私が好きな日本のSF作家さんの一部です。
光瀬 龍
百億の昼と千億の夜」という作品があります。プラトン、釈迦、弥勒と意外な名前が続出し、時空を越えた旅が始まります。 小松 左京果しなき流れの果にと同様に、スケールの大きな、日本を代表するSF作品の一つだと思います。
小松 左京
亡くなられて数年が経ちますが、日本SF界の重鎮であることな間違いのないところです。更には、SFというジャンルを超えた巨人とも言え、その著作は多岐にわたります。果しなき流れの果にはクラークの作品にも劣らない壮大な物語です。
星 新一
ショート・ショートの名手で、掌編のそれぞれに小さなひねりがきいて飽きさせません。
筒井 康隆
この人の個性は好き嫌いが分かれるかもしれませんね。
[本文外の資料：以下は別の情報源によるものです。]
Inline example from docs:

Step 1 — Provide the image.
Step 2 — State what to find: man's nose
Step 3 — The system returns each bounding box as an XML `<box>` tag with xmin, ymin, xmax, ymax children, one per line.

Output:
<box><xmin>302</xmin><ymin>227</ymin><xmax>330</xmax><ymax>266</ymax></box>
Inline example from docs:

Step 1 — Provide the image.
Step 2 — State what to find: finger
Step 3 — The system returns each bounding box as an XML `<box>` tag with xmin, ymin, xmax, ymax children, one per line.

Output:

でも、この人のスラプスティックな笑いは他の人では味わえないものです。かと思うと、「家族八景」のような、テレパシー能力を持つ少女の苦悩を通して人間を描く作品も書いています。
半村 良
伝奇SF小説の第一人者です。「妖星伝」のように壮大な法螺話を、サービス満点のエンターテインメント小説に仕上げる腕は抜群です。一方「雨やどり」のような人情話も書かれています。
梶尾 真治
クロノス・ジョウンターの伝説」のようなタイムトラベルものを特異とされる作家です。その物語は情緒的な側面も持ち、暖かい気持ちにさせてくれるものが多いようです。

おすすめのSF小説作家

私が好きな海外のSF作家さんの一部、それもハードSFの巨匠クラスです。
A・C・クラーク
幼年期の終わり」や「都市と星」など、スケールの大きな作品が多く、人間という存在そのものを考察するような作品が多いです。かといって高尚で手に取り難い作品というわけではなく、物語として非常に面白い作品ばかりです。「2001年宇宙の旅」を始めとするシリーズもこの作家の作品です。
R・A・ハインライン
クラーク、アシモフと並ぶSF界三巨頭の一人。「宇宙の戦士」など。三人の中では一番エンターテインメント性に富んでいると思います。その作品は多数で特に後期の一部を除いては読みやすく、お勧めです。
アイザック・アシモフ
クラーク、ハインラインと並ぶSF界三巨頭の一人。論理性に富んだ文章で、ミステリー仕立ての作品も多く、「われはロボット」のような三原則を前提としたロボットものでは他の追随を許しません。
ジェイムズ・P・ホーガン
「星を継ぐもの」に始まる「巨人の星」シリーズなど、スケールが大きく科学的な論証に多くを割いた描写は、印象としてはクラークに一番近いかもしれないと思っています。
ラリー・ニーヴン
「リングワールド」などの属する「ノウンスペースシリーズ」はまさにバラエティに富んだ世界と言え、その世界の描写が科学的な裏付けを持っているのです。